Franzone: “Gela ha ribaltato la storia e ha scelto per il futuro”

“Oggi è stata vissuta a Gela una pagina di storia”. Inizia così una lettera del Comitato per lo Sviluppo dell’Area Gelese, presieduto da Filippo Franzone, dopo la decisione di oggi del Consiglio comunale che ha sancito il passaggio della città all’area metropolitana di Catania. “Con questa votazione, Gela si inserisce tra le città con la popolazione più attiva e attenta d’Italia. Sì, dal profondo sud arriva una lezione di democrazia partecipata che non ha precedenti. Qui i cittadini, in dieci anni di duro lavoro e costante partecipazione, sono riusciti, nonostante il freno politico regionale, a ribaltare la loro storia, a cambiare la geografia siciliana dal basso, partendo dalla forte e inossidabile volontà popolare.

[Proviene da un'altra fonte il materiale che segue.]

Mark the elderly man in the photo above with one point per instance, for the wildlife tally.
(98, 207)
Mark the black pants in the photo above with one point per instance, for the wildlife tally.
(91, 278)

I problemi sono stati tanti, a iniziare dall’interno, dove la politica e interessi stratificati negli anni hanno impedito una libera scelta di questo territorio. Dove la popolazione era certa di un obiettivo da perseguire, mentre la politica ha alzato muri e obiezioni. Non tutti per fortuna si sono scagliati contro, una maggioranza di consiglieri comunali, seppur meno rumorosa dei contrari, ha assecondato la forte volontà popolare. Gela cambia ente intermedio ed è record, è la più popolosa città d’Italia che cambia ente intermedio. Doppiamente record, perché lo fa con l’iniziativa popolare, con il referendum, in maniera determinata e convinta, accompagnando la parte politica a prendere coscienza della forte volontà popolare. Adesso le pressioni politiche si sposteranno da Gela a Piazza Armerina e Niscemi, ma è una battaglia persa in partenza per gli oppositori del popolo. Non funzionano più in questo territorio le tattiche politiche dentro le stanze chiuse, qui è il popolo che decide, il popolo che determina, il popolo che agisce. Aiuteremo i nostri amici piazzesi e niscemesi con la stessa forza e lo stesso entusiasmo con cui loro hanno aiutato i gelesi, è una alleanza di ferro quella che caratterizza queste comunità, un’alleanza tra centoventisettemila cittadini pronti ad affrontare ogni tranello, ogni intoppo. Insieme queste comunità si ricongiungeranno con i Comuni a sud di Catania, a iniziare da Caltagirone. La storia siamo noi – conclude Franzone – grazie, Gela, per la capacità di saper effettuare scelte per un futuro migliore”.